File area storage directories use the naming convention:

TAGNAME-DATABASEID

Example:

NODELIST-6

New uploads and TIC imports will automatically create the directory if it does not exist.

File Area Rules

File area rules are configured in config/filearea_rules.json and allow post-upload automation.

Rules are applied in this order:

1. All global_rules
2. Area-specific area_rules[TAG]

Rules are evaluated by regex against the filename. Each matching rule runs its script in order.

Rule File Structure

{
  "global_rules": [
    {
      "name": "Block Dangerous Extensions",
      "pattern": "/\\.(exe|com|bat|cmd|scr|vbs|js)$/i",
      "script": "echo 'Blocked dangerous file: %filename%'",
      "success_action": "delete+notify",
      "fail_action": "keep",
      "enabled": false,
      "timeout": 10
    }
  ],
  "area_rules": {
    "NODELIST@fidonet": [
      {
        "name": "Import FidoNet Nodelist",
        "pattern": "/^NODELIST\\.(Z|A|L|R|J)[0-9]{2}$/i",
        "script": "php %basedir%/scripts/import_nodelist.php %filepath% %domain% --force",
        "success_action": "delete",
        "fail_action": "keep+notify",
        "enabled": true,
        "timeout": 300
      }
    ]
  }
}

Area Tag Syntax

The rule key format depends on whether the file area belongs to a network domain.

Network areas (recommended): TAG@DOMAIN

Always use TAG@DOMAIN for file areas linked to a network domain. The processor looks up rules by constructing TAG@DOMAIN from the file's actual domain at runtime, so the match is exact. Two networks can share the same area tag (e.g. NODELIST@fidonet and NODELIST@fsxnet) and each will only trigger its own rules.

"area_rules": {
  "NODELIST@fidonet": [
    {
      "name": "Import FidoNet Nodelist",
      "pattern": "/^NODELIST\\.(Z|A|L|R|J)[0-9]{2}$/i",
      "script": "php %basedir%/scripts/import_nodelist.php %filepath% %domain% --force"
    }
  ],
  "NODELIST@fsxnet": [
    {
      "name": "Import fsxNet Nodelist",
      "pattern": "/^NODELIST\\.[0-9]{3}$/i",
      "script": "php %basedir%/scripts/import_nodelist.php %filepath% %domain% --force"
    }
  ]
}

Individual rules within a TAG@DOMAIN group do not need a domain field — it is redundant.

Local areas: TAG

For file areas that are not linked to any network domain, use the plain tag:

"area_rules": {
  "LOCAL_FILES": [
    {
      "name": "Scan uploaded files",
      "pattern": "/.*$/",
      "script": "php %basedir%/scripts/scan_file.php %filepath%"
    }
  ]
}

Rule Fields

• name (string): Human-friendly description.
• pattern (string): PHP regex used to match filename.
• script (string): Command to execute when the rule matches.
• success_action (string): Action(s) when script exits with code 0.
• fail_action (string): Action(s) when script exits non-zero or times out.
• enabled (bool): Toggle rule execution.
• timeout (int): Script timeout in seconds.
• domain (string, optional): Restricts the rule to a specific domain.

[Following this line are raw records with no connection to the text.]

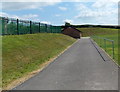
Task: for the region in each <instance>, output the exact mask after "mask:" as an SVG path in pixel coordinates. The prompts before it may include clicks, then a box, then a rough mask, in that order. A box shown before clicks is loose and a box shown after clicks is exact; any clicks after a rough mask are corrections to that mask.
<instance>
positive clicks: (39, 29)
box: [39, 22, 40, 33]
mask: <svg viewBox="0 0 120 92" xmlns="http://www.w3.org/2000/svg"><path fill="white" fill-rule="evenodd" d="M39 33H40V22H39Z"/></svg>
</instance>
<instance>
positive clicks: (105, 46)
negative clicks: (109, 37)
mask: <svg viewBox="0 0 120 92" xmlns="http://www.w3.org/2000/svg"><path fill="white" fill-rule="evenodd" d="M104 48H105V51H106V39H104Z"/></svg>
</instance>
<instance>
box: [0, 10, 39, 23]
mask: <svg viewBox="0 0 120 92" xmlns="http://www.w3.org/2000/svg"><path fill="white" fill-rule="evenodd" d="M0 16H2V17H9V18H18V19H22V20H32V21H36V22H37V21H38V22H39V21H40V20H39V19H38V17H39V15H37V14H27V15H22V16H17V15H10V14H7V13H5V12H0Z"/></svg>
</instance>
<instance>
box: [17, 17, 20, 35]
mask: <svg viewBox="0 0 120 92" xmlns="http://www.w3.org/2000/svg"><path fill="white" fill-rule="evenodd" d="M17 34H18V35H19V34H20V33H19V19H17Z"/></svg>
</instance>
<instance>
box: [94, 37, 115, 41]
mask: <svg viewBox="0 0 120 92" xmlns="http://www.w3.org/2000/svg"><path fill="white" fill-rule="evenodd" d="M92 37H95V38H99V39H104V40H107V41H111V42H114V40H111V39H108V38H104V37H99V36H92Z"/></svg>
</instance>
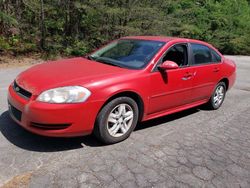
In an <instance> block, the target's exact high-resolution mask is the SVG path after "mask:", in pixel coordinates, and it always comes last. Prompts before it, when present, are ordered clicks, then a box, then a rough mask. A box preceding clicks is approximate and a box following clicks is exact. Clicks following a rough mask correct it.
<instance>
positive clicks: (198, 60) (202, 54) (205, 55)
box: [191, 44, 212, 65]
mask: <svg viewBox="0 0 250 188" xmlns="http://www.w3.org/2000/svg"><path fill="white" fill-rule="evenodd" d="M191 47H192V51H193V58H194V64H195V65H199V64H206V63H211V62H212V54H211V50H210V48H208V47H207V46H204V45H201V44H191Z"/></svg>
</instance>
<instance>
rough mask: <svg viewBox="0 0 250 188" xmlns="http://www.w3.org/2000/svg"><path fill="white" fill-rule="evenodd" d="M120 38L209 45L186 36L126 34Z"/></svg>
mask: <svg viewBox="0 0 250 188" xmlns="http://www.w3.org/2000/svg"><path fill="white" fill-rule="evenodd" d="M121 39H135V40H136V39H137V40H152V41H160V42H169V41H176V42H190V43H192V42H193V43H200V44H205V45H208V46H211V45H210V44H208V43H206V42H203V41H200V40H195V39H188V38H179V37H166V36H127V37H122V38H121Z"/></svg>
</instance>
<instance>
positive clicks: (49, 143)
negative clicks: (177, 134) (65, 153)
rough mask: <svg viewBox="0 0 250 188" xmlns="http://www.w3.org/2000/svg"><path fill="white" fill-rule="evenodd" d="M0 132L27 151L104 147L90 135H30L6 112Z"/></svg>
mask: <svg viewBox="0 0 250 188" xmlns="http://www.w3.org/2000/svg"><path fill="white" fill-rule="evenodd" d="M198 111H199V109H198V108H192V109H189V110H185V111H182V112H178V113H175V114H171V115H168V116H164V117H161V118H157V119H153V120H149V121H146V122H142V123H139V124H138V125H137V127H136V129H135V131H140V130H142V129H146V128H149V127H153V126H157V125H159V124H163V123H167V122H169V121H173V120H176V119H180V118H183V117H185V116H188V115H191V114H193V113H196V112H198ZM0 132H1V133H2V135H3V136H4V137H5V138H6V139H7V140H8V141H9V142H11V143H12V144H14V145H15V146H17V147H19V148H22V149H25V150H29V151H37V152H57V151H64V150H74V149H80V148H84V147H86V146H89V147H103V146H105V145H104V144H102V143H101V142H99V141H98V140H97V139H96V138H95V137H94V136H92V135H89V136H82V137H75V138H53V137H44V136H40V135H36V134H33V133H30V132H28V131H26V130H25V129H24V128H22V127H21V126H19V125H18V124H17V123H15V122H14V121H13V120H12V119H11V117H10V116H9V113H8V111H5V112H3V113H2V114H1V116H0Z"/></svg>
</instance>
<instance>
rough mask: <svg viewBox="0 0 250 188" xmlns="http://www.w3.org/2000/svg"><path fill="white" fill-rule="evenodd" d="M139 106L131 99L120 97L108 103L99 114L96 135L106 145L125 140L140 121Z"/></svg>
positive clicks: (96, 123) (97, 120)
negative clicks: (138, 120)
mask: <svg viewBox="0 0 250 188" xmlns="http://www.w3.org/2000/svg"><path fill="white" fill-rule="evenodd" d="M138 114H139V110H138V105H137V103H136V102H135V101H134V100H133V99H131V98H129V97H119V98H116V99H114V100H112V101H110V102H109V103H107V104H106V105H105V106H104V107H103V108H102V110H101V111H100V112H99V114H98V116H97V119H96V123H95V128H94V134H95V136H96V137H97V138H98V139H99V140H101V141H102V142H104V143H106V144H113V143H117V142H120V141H122V140H125V139H126V138H128V137H129V135H130V134H131V132H132V131H133V130H134V128H135V126H136V124H137V121H138Z"/></svg>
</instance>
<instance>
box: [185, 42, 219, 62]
mask: <svg viewBox="0 0 250 188" xmlns="http://www.w3.org/2000/svg"><path fill="white" fill-rule="evenodd" d="M192 44H196V45H201V46H205V47H207V48H208V49H209V52H210V54H211V57H212V56H213V54H212V51H215V50H213V49H212V48H210V47H209V46H207V45H204V44H199V43H195V42H190V43H189V46H190V59H191V62H190V66H191V67H195V66H201V65H214V64H221V63H222V57H221V55H220V54H218V53H217V52H216V51H215V52H216V53H217V54H218V55H219V56H220V59H221V61H220V62H213V61H211V62H208V63H199V64H195V61H194V53H193V48H192Z"/></svg>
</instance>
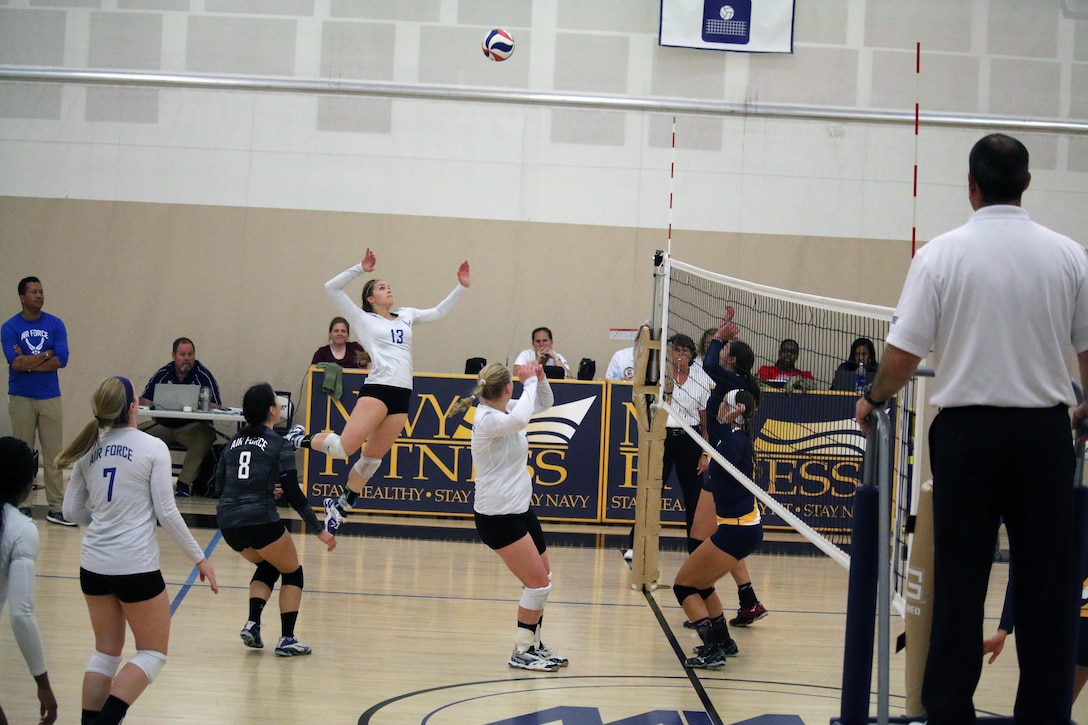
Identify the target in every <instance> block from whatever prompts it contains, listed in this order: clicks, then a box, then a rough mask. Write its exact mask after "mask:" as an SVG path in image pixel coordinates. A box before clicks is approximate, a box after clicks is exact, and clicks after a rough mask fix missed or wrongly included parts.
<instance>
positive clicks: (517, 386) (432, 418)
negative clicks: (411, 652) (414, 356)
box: [304, 368, 605, 521]
mask: <svg viewBox="0 0 1088 725" xmlns="http://www.w3.org/2000/svg"><path fill="white" fill-rule="evenodd" d="M323 379H324V372H323V371H322V370H320V369H318V368H312V369H311V370H310V374H309V379H308V386H309V400H310V406H309V410H308V418H307V430H308V431H310V432H318V431H321V430H336V431H341V430H343V429H344V423H345V422H346V421H347V418H348V415H349V414H350V410H351V408H353V407H354V406H355V402H356V400H357V396H358V391H359V386H360V385H361V384H362V382H363V380H366V374H364V373H362V372H355V371H350V370H345V371H344V377H343V392H342V394H341V397H339V400H337V401H333V398H332V396H331V395H329V394H326V393H324V392H323V391H322V383H323ZM474 383H475V378H474V377H472V376H432V374H417V376H416V377H415V380H413V385H415V390H413V393H412V397H411V404H410V409H409V411H408V421H407V423H406V426H405V430H404V432H403V433H401V435H400V438H398V439H397V441H396V443H395V444H394V445H393V448H392V450H391V451H390V453H388V455H386V456H385V458H384V459H383V460H382V465H381V467H380V468H379V469H378V472H376V474H374V476H373V478H371V479H370V481H369V484H368V486H367V487H366V488H363V491H362V495H360V496H359V500H358V501H357V502H356V506H355V511H359V512H369V513H383V514H429V515H440V516H471V515H472V493H473V471H472V452H471V450H470V443H471V440H472V418H473V415H474V413H475V410H474V408H470V409H469V410H468V413H467V414H466V415H465V416H460V415H453V414H452V413H450V408H452V407H453V405H454V403H455V402H456V401H457V398H458V396H461V395H469V394H471V392H472V386H473V385H474ZM520 388H521V386H520V383H518V384H516V385H515V396H517V395H520V393H521V391H520ZM552 389H553V392H554V394H555V405H554V406H553V407H551V408H549V409H547V410H545V411H544V413H543V414H541V415H539V416H535V417H533V419H532V421H531V422H530V425H529V428H528V434H529V462H528V465H529V469H530V474H531V476H532V479H533V486H534V491H533V507H534V509H535V511H536V514H537V515H539V516H540V517H541V518H546V519H549V520H554V521H598V520H599V518H601V512H599V499H601V497H599V481H601V476H602V468H603V451H604V450H605V446H604V445H603V443H604V441H603V431H604V429H605V427H604V420H603V410H604V404H603V400H604V391H605V383H603V382H592V381H586V382H581V381H570V382H566V381H564V382H559V381H553V383H552ZM357 459H358V454H356V455H354V456H351V459H350V460H349V462H347V463H345V462H343V460H334V459H332V458H329V457H326V456H324V455H322V454H320V453H312V452H307V454H306V469H305V470H306V474H305V478H304V482H305V487H306V492H307V495H308V497H309V500H310V504H311V505H313V506H320V505H321V502H322V500H323V499H325V497H326V496H331V495H338V494H339V493H341V492H342V491H343V490H344V484H345V482H346V481H347V474H348V469H349V467H350V466H351V465H354V464H355V462H356V460H357Z"/></svg>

Only useful under a plain TAG key — when using TAG@DOMAIN keys this field is redundant and can be omitted.

Actions

Actions can be chained with + and are executed in order:

• delete - Delete file from disk and database.
• keep - No change (useful for explicit “do nothing”).
• notify - Send a sysop netmail notification.
• move:TAG - Move file to another file area.
• archive - Move file to data/archive/<AREATAG>/ and mark as archived.
• stop - Stop processing any remaining rules.

Macros

Macros are replaced before executing the script:

• %basedir% - Application base directory
• %filepath% - Full path to file
• %filename% - Filename only
• %filesize% - File size in bytes
• %domain% - File area domain
• %areatag% - File area tag
• %uploader% - Uploader address or username
• %ticfile% - Path to associated TIC file (if available)
• %tempdir% - System temp directory

Logging

Rule execution logs are written to:

• data/logs/filearea_rules.log (configurable via FILEAREA_RULE_ACTION_LOG)

Debug logging can be enabled with:

• FILE_ACTION_DEBUG=true

Debug logs are written to:

• data/logs/file_action_debug.log

Admin UI

The rule configuration editor is available at:

• /admin/filearea-rules

Changes are saved through the admin daemon.

Notes

• Rules are applied after virus scanning.
• Infected files are rejected and will not run rules.
• Rule processing runs for both user uploads and TIC imports.